HPV16-Genotyper: a computational tool for risk-assessment, lineage genotyping and recombination detection in HPV16 sequences, based on a large-scale evolutionary analysis

Marios Nikolaidis1, Dimitris Tsakogiannis2, Garyfalia Bletsa2, Dimitris Mossialos3, Christina Kottaridi4, Ioannis Iliopoulos5, Panayotis Markoulatos3, and Grigoris D. Amoutzias1*

  1. Bioinformatics Laboratory, Department of Biochemistry and Biotechnology, University of Thessaly, Larissa, 41500, Greece
  2. Research Center, Hellenic Anticancer Institute, 10680, Athens, Greece
  3. Microbial Biotechnology-Molecular Bacteriology-Virology Laboratory, Department of Biochemistry and Biotechnology, University of Thessaly, Larissa, 41500, Greece
  4. Microbiology Laboratory, Department of Biology, Aristotle University of Thessaloniki, Greece
  5. Department of Medicine, University of Crete, Heraklion 71003, Greece.

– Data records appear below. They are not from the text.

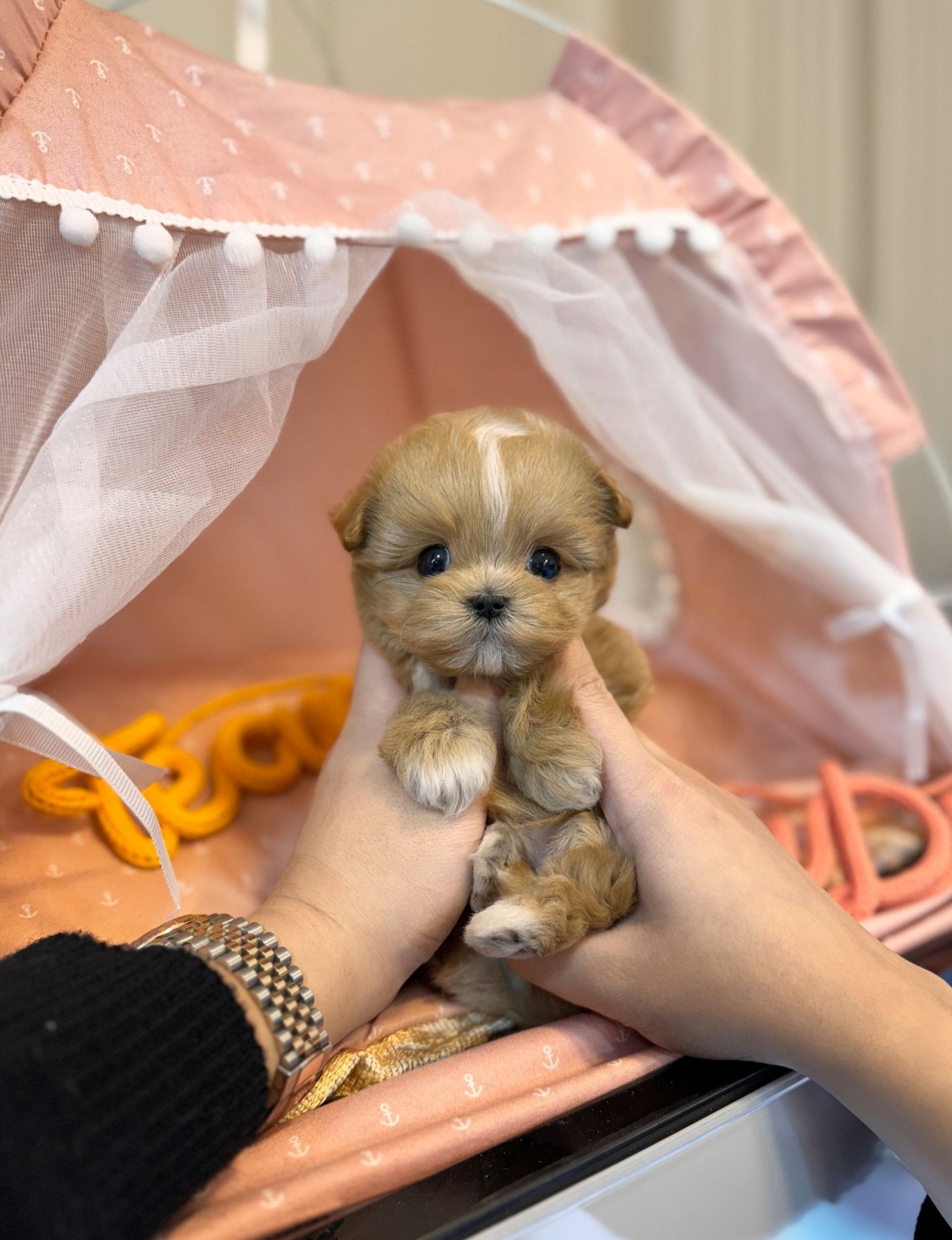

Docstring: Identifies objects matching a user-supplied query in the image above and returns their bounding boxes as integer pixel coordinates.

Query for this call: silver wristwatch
[133,912,331,1126]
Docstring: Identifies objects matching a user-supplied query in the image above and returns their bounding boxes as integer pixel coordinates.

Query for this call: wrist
[254,890,402,1047]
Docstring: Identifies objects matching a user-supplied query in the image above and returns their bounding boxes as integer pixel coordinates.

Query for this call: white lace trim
[0,175,704,246]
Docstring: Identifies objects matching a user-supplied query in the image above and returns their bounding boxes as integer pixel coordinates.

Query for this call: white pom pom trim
[460,219,492,258]
[59,207,99,246]
[133,225,175,266]
[303,228,337,266]
[635,221,675,258]
[688,219,724,254]
[585,219,618,254]
[526,225,559,254]
[224,225,264,266]
[397,211,432,246]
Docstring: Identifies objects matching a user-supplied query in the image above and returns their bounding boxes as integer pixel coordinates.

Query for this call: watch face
[133,912,202,950]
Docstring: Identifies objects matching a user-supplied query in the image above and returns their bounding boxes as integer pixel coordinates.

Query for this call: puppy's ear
[331,481,371,552]
[597,469,632,529]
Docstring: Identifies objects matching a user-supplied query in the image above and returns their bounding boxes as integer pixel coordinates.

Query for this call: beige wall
[96,0,952,584]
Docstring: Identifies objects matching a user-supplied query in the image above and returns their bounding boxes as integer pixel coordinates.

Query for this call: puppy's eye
[417,543,450,576]
[528,547,561,582]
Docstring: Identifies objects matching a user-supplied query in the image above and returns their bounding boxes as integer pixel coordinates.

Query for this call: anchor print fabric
[166,996,675,1240]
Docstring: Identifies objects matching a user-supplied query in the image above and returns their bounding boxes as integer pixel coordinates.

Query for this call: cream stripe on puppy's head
[334,408,631,683]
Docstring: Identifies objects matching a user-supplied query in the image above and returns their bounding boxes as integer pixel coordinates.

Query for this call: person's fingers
[345,642,406,748]
[558,638,683,831]
[509,922,646,1028]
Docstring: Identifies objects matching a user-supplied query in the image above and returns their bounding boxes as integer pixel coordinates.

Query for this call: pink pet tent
[0,0,952,1236]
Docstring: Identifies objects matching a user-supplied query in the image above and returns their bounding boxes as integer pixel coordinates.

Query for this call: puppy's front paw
[462,900,548,960]
[509,728,601,813]
[380,693,496,816]
[470,822,523,912]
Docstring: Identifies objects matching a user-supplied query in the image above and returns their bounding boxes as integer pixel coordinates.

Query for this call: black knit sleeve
[0,934,268,1240]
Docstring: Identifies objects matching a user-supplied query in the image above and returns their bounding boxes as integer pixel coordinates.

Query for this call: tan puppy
[334,409,651,1024]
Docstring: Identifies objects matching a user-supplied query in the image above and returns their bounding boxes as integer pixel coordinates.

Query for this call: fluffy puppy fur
[334,408,651,1026]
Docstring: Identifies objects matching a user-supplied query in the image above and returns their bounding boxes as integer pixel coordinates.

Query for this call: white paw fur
[397,747,496,817]
[462,900,541,960]
[470,825,520,912]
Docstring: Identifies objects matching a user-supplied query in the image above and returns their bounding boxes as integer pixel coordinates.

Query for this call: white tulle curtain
[0,203,389,686]
[0,195,952,897]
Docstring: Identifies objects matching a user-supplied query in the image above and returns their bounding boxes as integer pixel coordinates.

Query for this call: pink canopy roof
[0,0,924,459]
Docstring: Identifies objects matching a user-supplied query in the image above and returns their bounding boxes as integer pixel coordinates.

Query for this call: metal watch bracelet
[133,912,331,1126]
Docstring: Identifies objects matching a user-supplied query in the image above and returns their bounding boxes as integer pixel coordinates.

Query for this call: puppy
[332,408,651,1026]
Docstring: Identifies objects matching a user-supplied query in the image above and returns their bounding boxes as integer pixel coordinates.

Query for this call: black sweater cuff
[0,934,268,1240]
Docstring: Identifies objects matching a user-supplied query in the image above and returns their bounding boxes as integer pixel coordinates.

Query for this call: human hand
[256,646,492,1043]
[512,641,933,1071]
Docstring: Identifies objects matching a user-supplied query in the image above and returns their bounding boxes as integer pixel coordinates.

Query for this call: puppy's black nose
[470,594,509,620]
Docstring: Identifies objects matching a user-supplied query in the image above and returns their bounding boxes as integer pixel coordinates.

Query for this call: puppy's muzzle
[468,594,509,624]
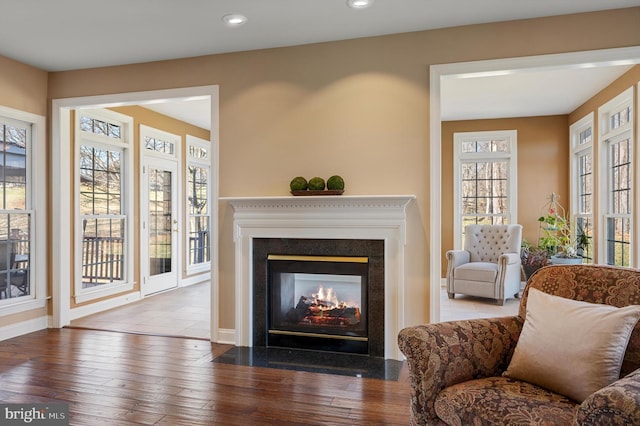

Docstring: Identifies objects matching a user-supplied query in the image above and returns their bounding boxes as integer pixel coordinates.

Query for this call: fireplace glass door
[267,255,368,353]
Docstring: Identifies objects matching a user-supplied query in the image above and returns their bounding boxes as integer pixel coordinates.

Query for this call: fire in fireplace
[286,286,360,328]
[267,255,369,353]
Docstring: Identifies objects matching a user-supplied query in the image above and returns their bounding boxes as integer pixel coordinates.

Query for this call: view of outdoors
[79,122,126,288]
[0,121,31,299]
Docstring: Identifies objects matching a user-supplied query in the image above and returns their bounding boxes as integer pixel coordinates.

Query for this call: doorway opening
[52,86,218,341]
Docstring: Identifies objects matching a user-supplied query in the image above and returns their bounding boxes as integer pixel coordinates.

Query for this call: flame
[312,286,358,310]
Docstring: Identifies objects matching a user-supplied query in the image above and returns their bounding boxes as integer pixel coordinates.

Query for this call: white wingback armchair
[447,225,522,305]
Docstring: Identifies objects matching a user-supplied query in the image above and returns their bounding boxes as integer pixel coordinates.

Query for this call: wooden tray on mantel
[291,189,344,197]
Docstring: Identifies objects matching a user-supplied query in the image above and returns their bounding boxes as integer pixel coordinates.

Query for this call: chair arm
[498,253,520,265]
[446,250,471,270]
[575,369,640,426]
[398,316,523,424]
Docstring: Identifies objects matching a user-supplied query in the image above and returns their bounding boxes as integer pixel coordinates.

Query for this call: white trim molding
[220,195,416,360]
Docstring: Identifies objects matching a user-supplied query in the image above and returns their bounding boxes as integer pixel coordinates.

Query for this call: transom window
[454,130,517,248]
[187,135,211,267]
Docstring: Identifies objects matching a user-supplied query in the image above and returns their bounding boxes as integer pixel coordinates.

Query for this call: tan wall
[0,56,51,327]
[0,56,47,116]
[441,115,569,277]
[70,105,210,308]
[36,8,640,328]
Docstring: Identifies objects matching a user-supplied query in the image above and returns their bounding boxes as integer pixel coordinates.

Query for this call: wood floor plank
[0,329,409,426]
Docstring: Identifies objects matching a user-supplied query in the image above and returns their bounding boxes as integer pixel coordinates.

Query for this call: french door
[140,156,180,296]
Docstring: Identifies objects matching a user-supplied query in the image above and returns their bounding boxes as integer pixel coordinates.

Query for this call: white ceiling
[0,0,640,128]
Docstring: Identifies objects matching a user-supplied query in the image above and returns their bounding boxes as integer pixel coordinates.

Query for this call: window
[569,114,594,263]
[0,116,33,304]
[454,130,517,248]
[187,135,211,268]
[598,88,636,266]
[76,110,132,301]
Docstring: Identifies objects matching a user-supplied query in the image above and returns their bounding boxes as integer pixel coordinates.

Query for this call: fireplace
[253,238,385,357]
[267,254,369,354]
[220,195,416,360]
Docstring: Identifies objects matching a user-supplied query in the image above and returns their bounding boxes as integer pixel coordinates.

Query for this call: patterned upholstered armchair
[447,225,522,305]
[398,265,640,425]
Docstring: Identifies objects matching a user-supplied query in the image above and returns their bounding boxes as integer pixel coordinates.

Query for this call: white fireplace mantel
[220,195,415,360]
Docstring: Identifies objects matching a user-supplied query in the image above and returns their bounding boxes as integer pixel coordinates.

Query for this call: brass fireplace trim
[269,330,369,342]
[267,254,369,263]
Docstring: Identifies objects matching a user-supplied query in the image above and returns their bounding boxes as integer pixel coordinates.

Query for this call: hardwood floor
[0,328,409,426]
[0,285,519,426]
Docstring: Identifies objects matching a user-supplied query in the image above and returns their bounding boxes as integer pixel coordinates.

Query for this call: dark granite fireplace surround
[253,238,384,357]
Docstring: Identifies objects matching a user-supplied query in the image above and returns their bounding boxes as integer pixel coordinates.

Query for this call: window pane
[82,218,125,288]
[144,136,175,155]
[607,217,631,266]
[0,122,29,210]
[189,216,210,265]
[578,127,592,145]
[0,213,31,299]
[188,166,209,214]
[148,168,173,275]
[80,115,122,139]
[80,145,122,215]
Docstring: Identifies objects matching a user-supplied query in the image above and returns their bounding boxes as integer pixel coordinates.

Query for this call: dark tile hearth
[212,347,403,381]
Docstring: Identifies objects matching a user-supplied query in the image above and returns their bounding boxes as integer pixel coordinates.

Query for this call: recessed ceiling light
[222,13,247,27]
[347,0,373,9]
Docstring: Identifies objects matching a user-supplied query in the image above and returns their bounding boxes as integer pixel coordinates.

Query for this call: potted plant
[538,193,589,264]
[520,240,549,281]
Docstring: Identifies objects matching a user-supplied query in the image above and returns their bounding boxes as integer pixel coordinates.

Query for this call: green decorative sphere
[309,177,324,191]
[327,175,344,191]
[289,176,309,191]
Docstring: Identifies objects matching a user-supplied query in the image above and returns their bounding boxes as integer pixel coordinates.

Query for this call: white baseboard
[179,272,211,287]
[69,291,142,320]
[0,315,49,340]
[216,328,236,345]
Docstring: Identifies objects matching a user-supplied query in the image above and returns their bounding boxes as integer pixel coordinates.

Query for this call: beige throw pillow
[504,288,640,402]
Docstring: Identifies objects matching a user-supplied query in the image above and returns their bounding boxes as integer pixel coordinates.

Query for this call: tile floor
[440,287,520,321]
[71,282,210,340]
[71,283,520,340]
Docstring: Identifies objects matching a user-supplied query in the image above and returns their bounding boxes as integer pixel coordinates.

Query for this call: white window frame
[138,124,184,286]
[453,130,518,250]
[0,106,49,317]
[569,112,597,262]
[597,86,638,267]
[73,109,134,303]
[184,135,215,275]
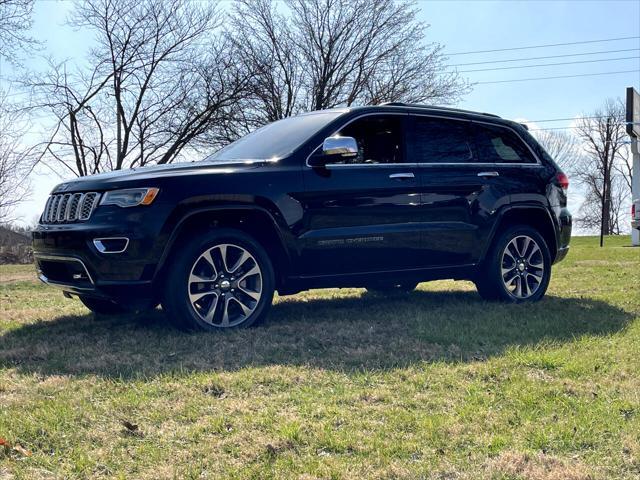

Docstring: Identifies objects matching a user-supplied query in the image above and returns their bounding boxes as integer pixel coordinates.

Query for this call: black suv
[33,104,571,329]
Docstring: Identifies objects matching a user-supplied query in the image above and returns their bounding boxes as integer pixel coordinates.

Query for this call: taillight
[556,172,569,190]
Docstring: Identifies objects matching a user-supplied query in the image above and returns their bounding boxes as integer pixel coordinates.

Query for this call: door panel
[407,115,508,267]
[300,165,420,275]
[300,114,420,275]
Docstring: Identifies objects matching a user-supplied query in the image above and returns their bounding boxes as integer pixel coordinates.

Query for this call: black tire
[162,228,275,331]
[366,282,418,294]
[79,295,128,317]
[474,225,551,303]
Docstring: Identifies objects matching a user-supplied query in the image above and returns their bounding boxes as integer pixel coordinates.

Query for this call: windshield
[206,110,346,162]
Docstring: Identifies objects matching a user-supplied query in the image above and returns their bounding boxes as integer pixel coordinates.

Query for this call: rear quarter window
[407,115,474,163]
[472,123,536,163]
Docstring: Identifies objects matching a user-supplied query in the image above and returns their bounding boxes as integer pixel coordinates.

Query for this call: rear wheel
[162,229,275,330]
[475,225,551,303]
[79,295,127,317]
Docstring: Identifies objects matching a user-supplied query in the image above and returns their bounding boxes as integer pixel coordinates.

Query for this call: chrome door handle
[389,172,415,180]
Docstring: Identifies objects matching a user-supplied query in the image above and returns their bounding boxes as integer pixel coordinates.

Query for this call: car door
[300,113,420,276]
[407,114,508,267]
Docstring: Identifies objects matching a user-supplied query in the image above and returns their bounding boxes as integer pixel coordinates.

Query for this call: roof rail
[380,102,501,118]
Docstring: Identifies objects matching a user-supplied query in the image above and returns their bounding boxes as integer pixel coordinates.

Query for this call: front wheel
[475,225,551,303]
[162,229,275,330]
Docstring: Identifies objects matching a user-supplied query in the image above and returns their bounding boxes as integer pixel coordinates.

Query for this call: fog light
[93,237,129,253]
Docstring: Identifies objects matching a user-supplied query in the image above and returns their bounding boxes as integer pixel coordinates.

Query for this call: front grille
[40,192,100,224]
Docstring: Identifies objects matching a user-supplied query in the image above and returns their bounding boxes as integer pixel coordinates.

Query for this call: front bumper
[34,254,154,304]
[32,207,167,300]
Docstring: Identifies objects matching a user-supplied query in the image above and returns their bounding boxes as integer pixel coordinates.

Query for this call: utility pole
[626,87,640,247]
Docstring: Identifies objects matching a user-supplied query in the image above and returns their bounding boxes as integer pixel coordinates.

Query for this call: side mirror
[322,137,358,157]
[309,137,358,167]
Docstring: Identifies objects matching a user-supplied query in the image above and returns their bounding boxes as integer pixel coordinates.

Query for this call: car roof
[332,102,528,130]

The HPV16-Genotyper computational tool
Based on our HPV16 evolutionary analyses, we developed a computational tool in Biopython that automates the entire process and performs genotyping, quality control of genome assembly, detection of recombination events and detection of cancer-related SNPs (see Figure 1 for a workflow of the software). The software was tested on 180 representative genomes and was validated for proper performance. The entire analysis took 16 minutes on a personal Linux (Ubuntu 20) laptop with 8 cores (2.4 GHz).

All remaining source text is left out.